Amalgam tattoo is an exogenous pigmentation of grey-bluish-black colour developing after an injury of the oral mucosa (e.g. during tooth preparation with amalgam filling) leading to a subsequent incorporation of metallic particles into the tissue.
Metallic gingival pigmentations result from corrosion of some metals used in dentistry in the region of the dento-gingival junction and they manifest as a grey-black line along the gingiva (in the cervical region), usually on the cervix of devitalized repaired teeth (metallic fillings, crowns, build-ups). A blue-greyish line along the gingiva is typical in chronic heavy metal poisoning (especially when associated with professional exposure due to the work without protective devices or due to the accumulation of drugs in the organism). During exposure to heavy metals, their derivatives are getting into the blood circulation and subsequently into the sulcular fluid. A site with a chronic inflammation (such as gingivitis) then represents a preferential site for precipitation of metal sulphides in the subepithelial connective tissues that in effect becomes pigmented.
Heavy metals and their salts enter the organism and tissues most commonly orally, parenterally or traumatically.
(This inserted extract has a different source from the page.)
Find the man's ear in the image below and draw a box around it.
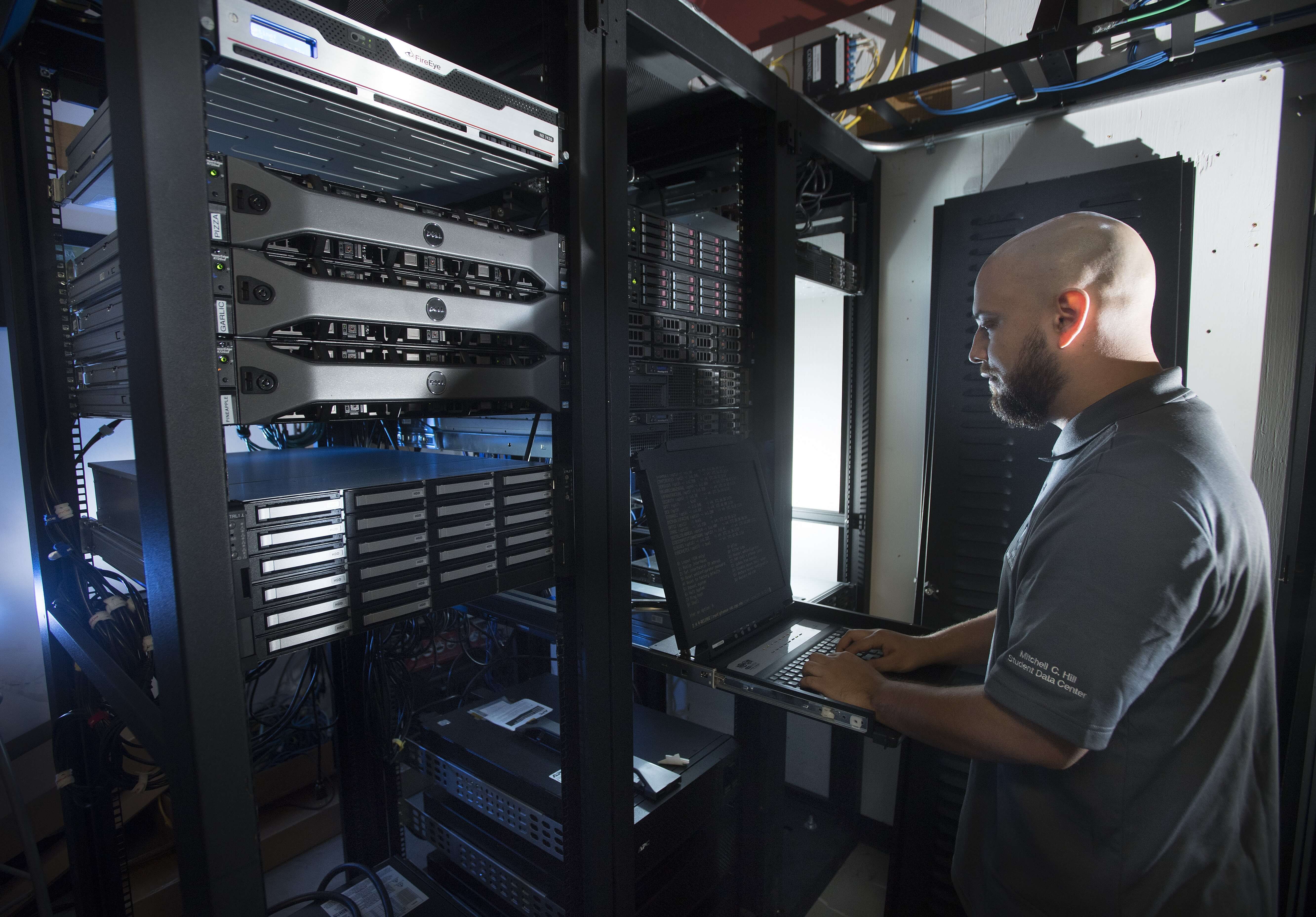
[1056,290,1092,351]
Chronic lead poisoning is very characteristic. Lead binds to red blood cells (basophilic stippling of erythrocytes caused by lead (II) phosphate on their surface) and accumulates in all organs and particularly in bones. In the oral cavity, insoluble lead (II) sulphide forms a grey or blue-black margin on the gingiva which cannot be removed mechanically. Other symptoms include metallic taste in the mouth and increased salivation.
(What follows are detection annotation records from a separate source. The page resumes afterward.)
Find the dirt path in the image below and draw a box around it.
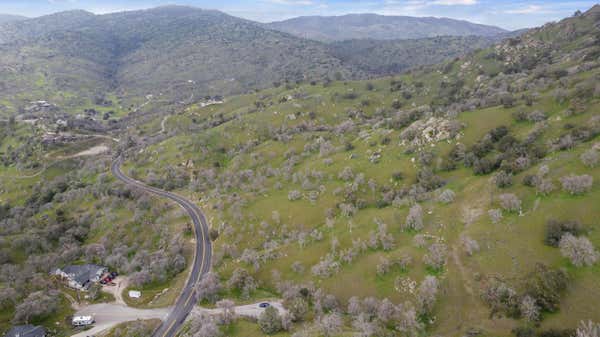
[71,303,171,337]
[71,300,286,337]
[102,276,129,306]
[160,115,171,133]
[452,246,475,296]
[189,301,287,319]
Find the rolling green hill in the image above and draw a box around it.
[0,6,600,337]
[0,6,506,117]
[118,6,600,336]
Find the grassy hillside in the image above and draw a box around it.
[119,7,600,336]
[0,6,506,115]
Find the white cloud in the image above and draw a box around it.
[504,5,553,14]
[267,0,315,6]
[432,0,477,6]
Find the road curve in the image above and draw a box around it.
[111,157,212,337]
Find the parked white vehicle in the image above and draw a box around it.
[71,316,94,326]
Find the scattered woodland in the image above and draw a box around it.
[0,2,600,337]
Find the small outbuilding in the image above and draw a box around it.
[129,290,142,298]
[4,324,46,337]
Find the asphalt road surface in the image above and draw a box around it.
[111,157,212,337]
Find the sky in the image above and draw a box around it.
[0,0,598,30]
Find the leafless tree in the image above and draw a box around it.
[318,312,343,337]
[404,204,423,231]
[519,295,540,322]
[186,314,221,337]
[559,233,599,267]
[216,299,236,325]
[438,189,456,204]
[579,149,600,168]
[575,321,600,337]
[196,272,221,303]
[288,190,302,201]
[417,275,439,315]
[560,174,594,195]
[258,306,283,335]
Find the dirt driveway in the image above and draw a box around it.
[71,303,171,337]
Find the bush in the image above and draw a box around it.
[404,204,423,231]
[288,190,302,201]
[498,193,521,212]
[559,233,598,267]
[423,243,448,270]
[579,149,600,168]
[560,174,594,195]
[525,264,568,312]
[258,306,282,335]
[494,171,512,188]
[438,189,456,204]
[544,219,583,247]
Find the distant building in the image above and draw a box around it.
[129,290,142,298]
[71,316,94,326]
[4,324,46,337]
[54,264,108,290]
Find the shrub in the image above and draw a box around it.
[525,264,568,312]
[494,171,512,188]
[560,174,594,195]
[498,193,521,212]
[438,189,456,204]
[575,321,600,337]
[488,208,502,223]
[258,306,282,335]
[579,149,600,168]
[519,295,540,322]
[423,243,448,270]
[544,219,582,247]
[288,190,302,201]
[460,235,479,256]
[559,233,598,267]
[417,275,439,315]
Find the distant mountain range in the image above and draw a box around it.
[0,14,27,24]
[266,14,507,42]
[0,6,503,111]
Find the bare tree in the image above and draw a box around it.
[318,312,343,337]
[579,149,600,168]
[559,233,598,267]
[438,189,456,204]
[560,174,594,195]
[186,314,221,337]
[404,204,423,231]
[216,299,236,325]
[258,306,283,335]
[417,275,439,315]
[196,272,221,303]
[519,295,540,322]
[575,321,600,337]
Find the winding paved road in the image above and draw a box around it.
[111,157,212,337]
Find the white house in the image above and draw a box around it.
[54,264,108,290]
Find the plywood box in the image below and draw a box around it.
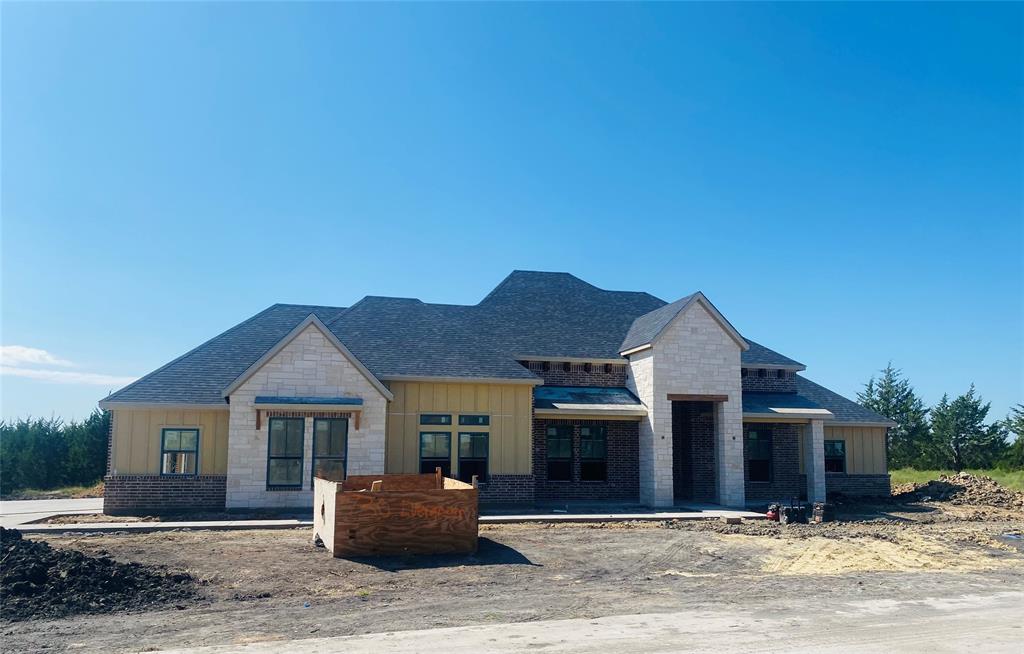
[313,470,479,557]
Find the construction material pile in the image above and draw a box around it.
[0,527,196,621]
[893,472,1024,511]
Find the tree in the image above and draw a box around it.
[999,404,1024,470]
[929,384,1007,472]
[857,362,929,468]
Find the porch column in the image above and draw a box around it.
[804,420,825,502]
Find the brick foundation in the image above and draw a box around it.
[672,402,717,503]
[519,361,629,387]
[103,475,227,516]
[534,418,640,503]
[743,423,807,502]
[741,367,797,393]
[825,473,892,497]
[477,475,534,505]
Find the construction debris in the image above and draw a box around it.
[0,527,196,621]
[893,472,1024,511]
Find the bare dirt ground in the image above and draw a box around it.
[0,503,1024,652]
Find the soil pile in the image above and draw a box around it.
[893,472,1024,511]
[0,527,196,621]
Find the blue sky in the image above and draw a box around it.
[0,3,1024,425]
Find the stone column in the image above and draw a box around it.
[804,420,825,502]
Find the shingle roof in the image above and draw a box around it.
[794,375,892,424]
[99,270,811,404]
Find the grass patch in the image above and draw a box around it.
[3,481,103,499]
[889,468,1024,490]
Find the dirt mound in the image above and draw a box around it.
[0,527,196,621]
[893,472,1024,511]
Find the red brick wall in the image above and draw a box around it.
[534,418,640,502]
[103,475,227,516]
[743,423,807,503]
[519,361,628,387]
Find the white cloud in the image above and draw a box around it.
[0,345,74,367]
[0,365,138,388]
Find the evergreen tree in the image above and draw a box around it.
[929,384,1007,472]
[857,362,929,468]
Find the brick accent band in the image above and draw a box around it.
[103,475,227,516]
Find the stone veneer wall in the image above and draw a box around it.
[825,473,892,500]
[103,475,227,516]
[519,361,629,387]
[534,418,640,502]
[743,423,807,502]
[227,324,387,509]
[627,302,744,507]
[742,367,797,393]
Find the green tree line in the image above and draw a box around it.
[0,409,111,495]
[857,363,1024,471]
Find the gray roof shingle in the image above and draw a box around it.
[105,270,819,404]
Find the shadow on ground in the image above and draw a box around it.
[348,537,541,572]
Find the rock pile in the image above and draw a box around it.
[893,472,1024,511]
[0,527,196,621]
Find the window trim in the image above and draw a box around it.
[302,418,349,488]
[420,413,452,427]
[456,432,490,483]
[160,427,203,477]
[822,438,847,475]
[416,431,452,475]
[743,429,775,484]
[580,425,608,484]
[266,417,306,490]
[544,425,575,484]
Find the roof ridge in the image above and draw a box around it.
[103,303,284,401]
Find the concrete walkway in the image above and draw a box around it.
[153,592,1024,654]
[0,497,103,527]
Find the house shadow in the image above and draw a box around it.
[344,537,541,572]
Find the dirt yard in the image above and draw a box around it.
[0,503,1024,652]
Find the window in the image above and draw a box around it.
[459,432,487,483]
[420,413,452,425]
[266,418,306,488]
[746,430,771,481]
[825,440,846,473]
[420,432,452,477]
[309,418,348,487]
[160,429,199,475]
[580,427,608,481]
[547,427,572,481]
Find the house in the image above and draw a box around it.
[99,271,893,514]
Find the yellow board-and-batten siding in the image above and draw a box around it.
[111,406,228,475]
[385,381,532,475]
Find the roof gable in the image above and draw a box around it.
[221,313,394,400]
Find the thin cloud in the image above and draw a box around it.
[0,365,138,388]
[0,345,75,367]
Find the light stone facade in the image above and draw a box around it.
[628,302,744,507]
[226,324,387,509]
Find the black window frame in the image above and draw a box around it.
[824,438,846,475]
[458,432,490,484]
[417,432,452,477]
[160,427,200,477]
[545,425,572,483]
[743,429,774,484]
[420,413,452,427]
[580,425,608,483]
[311,418,348,488]
[266,417,306,490]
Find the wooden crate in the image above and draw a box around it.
[313,469,479,557]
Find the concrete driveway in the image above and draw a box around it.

In the past, bismuth compounds were used in the treatment of syphilis. In the oral cavity, the chronic exposure manifested by the characteristic grey-blue discolouration of the marginal gingiva resembling mercury poisoning. Nowadays, bismuth intoxication is extremely rare.
Mercury poisoning (mercurialism) also used to be relatively frequent during the syphilis treatment in the past. Nowadays, the exposure is typically due to inhalation of mercury vapours. In the oral cavity, stomatitis with increased salivation and a grey-blue discolouration of the gingiva is characteristic for this problem. Similar to lead, the patient may feel metallic taste.
Gold accumulates in tissues in particular where colloidal gold solutions have been applied parenterally for treatment of rheumatoid arthritis. A blue-violet discolouration of the gingival mucosa (chrysocyanosis) is typical of chronic gold exposure.
It enters the organism orally (e.g. when using colloidal silver) or as a component of amalgams or prosthetic metal alloys (Koldan, Aurix). Exposure to silver may result in argyrosis – a distinct grey discolouration of the skin and gingiva. Bluish hyperpigmentations also occur as a result of traumatic tattoo of the oral mucosa. The presence of the metallic material in the soft tissues can be proved by X ray. It is important to emphasize that with the exception of completely clear and unambiguous cases of amalgam tattoo, any dark pigmentation of lips and oral mucosa must be histopathologically examined; this is especially true about the lesions present on the palate or the alveolar process of the maxilla.